Sie sind hier: Home » Recht » EU & Europa » Europäische Kommission

Markt für leichte Nutzfahrzeuge


EU-Wettbewerbshüter prüfen geplanten Zusammenschluss von Peugeot und Fiat Chrysler genauer
Mit ihrem großen Marken- und Modellspektrum haben Fiat Chrysler und Peugeot SA in vielen europäischen Ländern eine starke Position im Kleintransporter-Segment

- Anzeigen -


Die Europäische Kommission hat ein Verfahren eingeleitet, um den geplanten Zusammenschluss der Automobilunternehmen Fiat Chrysler und Peugeot eingehend zu prüfen. Die Kommission befürchtet, dass die Fusion den Wettbewerb auf dem Markt für leichte Nutzfahrzeuge (Kleintransporter) mit einem Gesamtgewicht bis 3,5 t im Europäischen Wirtschaftsraum und insbesondere in 14 EU-Mitgliedstaaten sowie im Vereinigten Königreich beeinträchtigen könnte.

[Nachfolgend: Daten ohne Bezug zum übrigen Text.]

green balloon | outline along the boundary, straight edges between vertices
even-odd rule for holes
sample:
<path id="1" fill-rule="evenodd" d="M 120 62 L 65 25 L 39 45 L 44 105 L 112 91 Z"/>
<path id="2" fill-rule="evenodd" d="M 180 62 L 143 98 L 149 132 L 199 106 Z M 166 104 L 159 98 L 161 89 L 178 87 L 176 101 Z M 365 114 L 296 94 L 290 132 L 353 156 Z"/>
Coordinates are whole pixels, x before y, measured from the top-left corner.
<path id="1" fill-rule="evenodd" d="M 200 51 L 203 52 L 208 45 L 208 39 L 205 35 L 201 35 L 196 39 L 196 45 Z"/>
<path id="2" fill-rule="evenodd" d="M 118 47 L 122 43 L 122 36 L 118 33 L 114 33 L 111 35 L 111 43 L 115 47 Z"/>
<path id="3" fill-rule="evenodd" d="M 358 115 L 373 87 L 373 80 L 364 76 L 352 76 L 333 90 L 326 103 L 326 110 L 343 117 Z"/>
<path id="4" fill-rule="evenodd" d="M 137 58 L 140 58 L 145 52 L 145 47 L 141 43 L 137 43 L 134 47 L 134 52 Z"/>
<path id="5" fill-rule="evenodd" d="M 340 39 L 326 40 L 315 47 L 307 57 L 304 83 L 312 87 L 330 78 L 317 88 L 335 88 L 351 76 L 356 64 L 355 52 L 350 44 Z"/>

Die für Wettbewerbspolitik zuständige Exekutiv-Vizepräsidentin der Kommission Margrethe Vestager erklärte dazu: "Kleintransporter spielen eine Schlüsselrolle, wenn es um die Lieferung von Waren oder die Erbringung von Dienstleistungen für Kunden geht, und haben daher eine große Bedeutung für Privatpersonen, KMU und große Unternehmen. Der Markt für Kleintransporter wächst, und gerade in der digitalen Wirtschaft, in der sich private Verbraucher mehr denn je auf Lieferdienste verlassen, werden diese Fahrzeuge immer wichtiger. Mit ihrem großen Marken- und Modellspektrum haben Fiat Chrysler und Peugeot SA in vielen europäischen Ländern eine starke Position im Kleintransporter-Segment. Wir werden sorgfältig prüfen, ob der geplante Zusammenschluss den Wettbewerb auf diesen Märkten beeinträchtigen würde, und sicherstellen, dass alle Personen und Unternehmen, die bei ihren Tätigkeiten auf Kleintransporter angewiesen sind, weiter von einem gesunden Wettbewerbsumfeld profitieren."

In vielen Ländern ist entweder Peugeot SA (PSA) oder Fiat Chrysler (FCA) Marktführer bei leichten Nutzfahrzeugen, und durch den Zusammenschluss würde dort jeweils einer der wichtigsten Wettbewerber wegfallen.

Vorläufige wettbewerbsrechtliche Bedenken der Kommission
Gegenwärtig hat die Kommission Bedenken, dass der geplante Zusammenschluss den Wettbewerb für bestimmte Typen leichter Nutzfahrzeuge in den folgenden Mitgliedstaaten erheblich beeinträchtigen könnte: Belgien, Kroatien, Tschechien, Frankreich, Griechenland, Ungarn, Italien, Litauen, Luxemburg, Polen, Portugal, Slowakei, Slowenien und Spanien. Das Gleiche gilt auch für das Vereinigte Königreich.

In vielen dieser Länder hätten PSA und FCA zusammen hohe Marktanteile; zugleich würden sie bei allen Fahrzeuggrößen über das größte Spektrum an Marken und Modellen verfügen. Im Kleintransporter-Segment scheinen beide Unternehmen eine besonders starke Position zu haben. Bei leichten Nutzfahrzeugen gibt es weniger Wettbewerber als bei Personenkraftwagen, und in den meisten der genannten Länder wären alle Wettbewerber deutlich kleiner als das aus dem Zusammenschluss hervorgehende Unternehmen.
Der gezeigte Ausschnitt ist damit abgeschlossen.